Some years ago I was working on a 1/700
Yorktown (converted from the Tamiya
Enterprise and
Hornet), and I ordered a copy of the Navy "Booklet of General Plans" for that class from The Floating Drydock. Those plans indicate that there's a huge opening (marked "void" on the plans) on the front of the stack. This "gap," which is at least ten feet wide, runs all the way from the stack cap to the island platform that forms the stack's base. It looks like, in modeling terms, the two halves of the stack don't meet in the front.
I think what's going on here is that the designers left a gap in the plating that forms the superstructure surrounding the uptakes. At any rate, careful examination of photos of all three ships shows that the plans are right. Most photos don't show the gap, but if you look carefully at shots taken from just the right angle you can see it all right. In some shots it looks like a big black stripe has been painted on the front of the stack. The gap also shows quite prominently in several of the photos of the
Yorktown wreck in Dr. Ballard's
Return to Midway.
So far as I know, no commercial kit shows that gap. I think I've seen it some pictures of those two magnificent 1/72
Enterprises (at Pensacola and Oshkosh, if I remember right).
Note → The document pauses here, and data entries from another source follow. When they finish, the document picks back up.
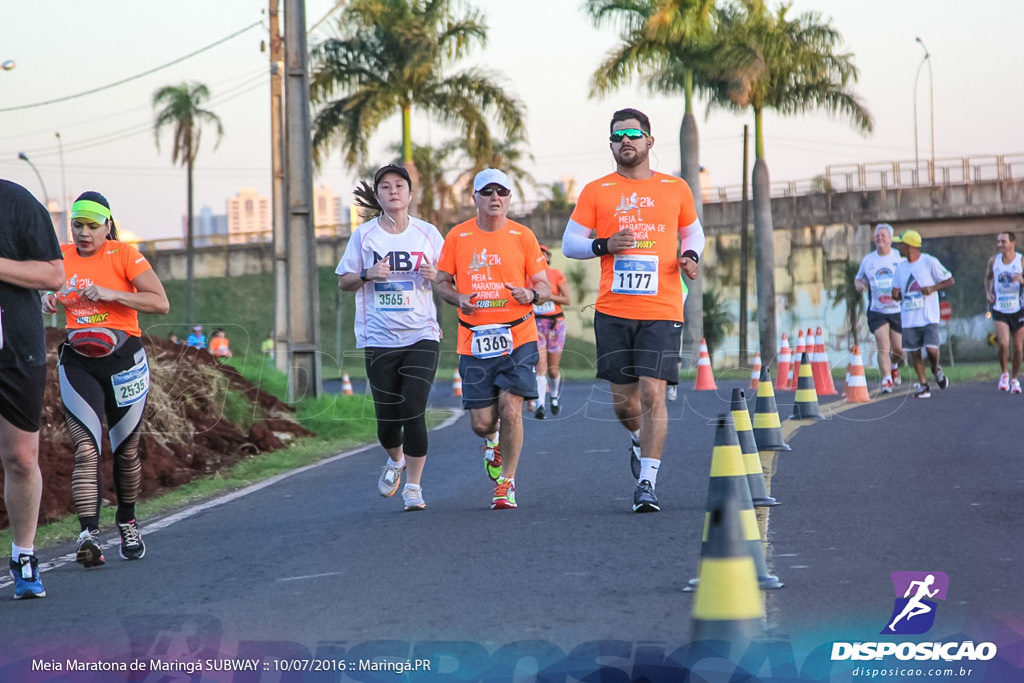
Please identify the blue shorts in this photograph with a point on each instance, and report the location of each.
(483, 379)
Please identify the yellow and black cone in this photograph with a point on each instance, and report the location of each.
(805, 406)
(728, 481)
(752, 461)
(728, 605)
(767, 427)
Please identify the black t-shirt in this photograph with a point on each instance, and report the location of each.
(26, 235)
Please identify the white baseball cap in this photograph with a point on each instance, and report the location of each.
(491, 176)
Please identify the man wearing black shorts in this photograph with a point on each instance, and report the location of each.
(483, 270)
(30, 260)
(647, 231)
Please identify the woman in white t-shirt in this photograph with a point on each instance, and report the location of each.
(876, 274)
(389, 263)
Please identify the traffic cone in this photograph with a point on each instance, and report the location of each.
(791, 385)
(806, 402)
(783, 363)
(856, 383)
(706, 379)
(822, 371)
(767, 426)
(728, 605)
(749, 446)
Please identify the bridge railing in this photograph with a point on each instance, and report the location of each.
(891, 175)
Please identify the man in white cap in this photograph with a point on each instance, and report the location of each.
(489, 259)
(919, 281)
(876, 274)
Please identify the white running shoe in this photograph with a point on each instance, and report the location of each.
(412, 496)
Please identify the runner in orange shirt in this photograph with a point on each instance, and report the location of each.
(647, 231)
(103, 369)
(483, 270)
(550, 339)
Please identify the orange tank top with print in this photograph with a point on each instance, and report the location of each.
(114, 266)
(640, 284)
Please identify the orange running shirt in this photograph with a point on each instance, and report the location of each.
(114, 266)
(481, 263)
(556, 280)
(641, 284)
But I'm pretty sure the smooth stack front in the Trumpeter kit is wrong - for any of the three ships. Caveat: at the moment I can't lay hands on a photo of the
Hornet that nails down the point completely. But the
Yorktown and
Enterprise definitely had the gap. It stayed on the
Enterprise's funnel even after her mid-war refits.
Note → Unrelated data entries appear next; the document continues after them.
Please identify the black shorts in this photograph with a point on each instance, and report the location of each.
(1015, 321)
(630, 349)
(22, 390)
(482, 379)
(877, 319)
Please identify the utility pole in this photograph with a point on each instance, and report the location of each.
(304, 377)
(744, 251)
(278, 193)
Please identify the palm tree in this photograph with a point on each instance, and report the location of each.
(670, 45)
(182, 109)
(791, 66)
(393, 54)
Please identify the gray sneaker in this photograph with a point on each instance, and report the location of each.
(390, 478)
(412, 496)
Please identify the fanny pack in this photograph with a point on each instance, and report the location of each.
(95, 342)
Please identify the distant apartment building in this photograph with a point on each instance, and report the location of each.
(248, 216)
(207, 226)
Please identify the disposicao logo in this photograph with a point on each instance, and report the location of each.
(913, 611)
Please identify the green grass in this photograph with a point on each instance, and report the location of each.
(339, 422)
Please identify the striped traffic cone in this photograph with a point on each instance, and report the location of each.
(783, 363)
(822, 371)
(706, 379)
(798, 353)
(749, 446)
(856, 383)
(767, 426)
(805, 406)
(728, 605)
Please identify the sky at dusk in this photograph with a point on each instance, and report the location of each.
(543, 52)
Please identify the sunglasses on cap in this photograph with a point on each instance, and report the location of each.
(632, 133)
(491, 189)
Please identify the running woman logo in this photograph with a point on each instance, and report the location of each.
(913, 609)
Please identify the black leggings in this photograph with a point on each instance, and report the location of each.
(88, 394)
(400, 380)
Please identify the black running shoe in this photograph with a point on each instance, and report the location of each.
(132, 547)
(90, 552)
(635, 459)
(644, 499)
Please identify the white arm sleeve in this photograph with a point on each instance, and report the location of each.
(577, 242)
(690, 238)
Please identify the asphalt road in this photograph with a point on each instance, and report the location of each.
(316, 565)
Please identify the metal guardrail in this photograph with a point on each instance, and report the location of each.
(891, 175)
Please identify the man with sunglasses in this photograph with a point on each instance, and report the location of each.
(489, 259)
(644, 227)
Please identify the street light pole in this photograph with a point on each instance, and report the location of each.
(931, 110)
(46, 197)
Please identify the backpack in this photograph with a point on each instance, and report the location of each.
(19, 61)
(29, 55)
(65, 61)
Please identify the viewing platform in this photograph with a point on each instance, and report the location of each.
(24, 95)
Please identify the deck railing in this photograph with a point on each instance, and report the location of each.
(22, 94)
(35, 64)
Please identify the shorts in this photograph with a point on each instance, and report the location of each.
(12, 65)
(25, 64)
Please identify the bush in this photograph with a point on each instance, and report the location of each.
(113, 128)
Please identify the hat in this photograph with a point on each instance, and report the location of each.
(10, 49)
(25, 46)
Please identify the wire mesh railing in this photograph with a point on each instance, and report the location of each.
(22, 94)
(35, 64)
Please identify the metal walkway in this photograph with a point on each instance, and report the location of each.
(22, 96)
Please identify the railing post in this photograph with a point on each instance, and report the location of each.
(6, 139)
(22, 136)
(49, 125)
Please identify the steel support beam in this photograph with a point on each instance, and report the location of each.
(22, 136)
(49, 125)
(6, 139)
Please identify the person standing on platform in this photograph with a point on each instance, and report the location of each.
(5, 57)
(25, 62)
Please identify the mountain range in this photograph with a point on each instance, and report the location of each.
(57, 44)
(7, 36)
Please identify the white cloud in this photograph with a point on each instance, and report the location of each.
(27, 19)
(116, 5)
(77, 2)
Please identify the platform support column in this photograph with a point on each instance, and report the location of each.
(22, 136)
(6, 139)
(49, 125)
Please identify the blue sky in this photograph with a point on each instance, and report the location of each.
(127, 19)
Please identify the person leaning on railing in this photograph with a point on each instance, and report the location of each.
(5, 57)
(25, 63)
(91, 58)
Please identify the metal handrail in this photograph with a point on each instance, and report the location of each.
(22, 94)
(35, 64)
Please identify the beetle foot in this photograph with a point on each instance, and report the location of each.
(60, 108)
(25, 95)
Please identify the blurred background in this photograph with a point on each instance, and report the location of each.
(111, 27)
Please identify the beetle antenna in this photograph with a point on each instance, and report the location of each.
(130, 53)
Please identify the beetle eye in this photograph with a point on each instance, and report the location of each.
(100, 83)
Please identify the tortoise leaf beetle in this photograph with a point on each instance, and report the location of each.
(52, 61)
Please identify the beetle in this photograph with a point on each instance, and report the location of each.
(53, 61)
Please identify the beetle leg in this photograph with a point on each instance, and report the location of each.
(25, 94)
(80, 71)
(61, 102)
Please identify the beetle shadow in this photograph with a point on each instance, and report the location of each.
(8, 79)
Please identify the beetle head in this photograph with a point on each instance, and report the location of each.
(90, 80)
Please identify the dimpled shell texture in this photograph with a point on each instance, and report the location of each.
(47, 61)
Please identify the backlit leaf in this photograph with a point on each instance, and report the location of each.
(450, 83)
It would be tough to modify a finished kit to incorporate the gap, but it would be easy to reproduce on a kit under construction. Just trim a bit off the front of each stack half, and box in the resulting opening with sheet styrene.
I should emphasize that I'm really a sailing ship modeler who's wandering out of his depth here, but I'm pretty sure about this point. Any comments from modern warship enthusiasts?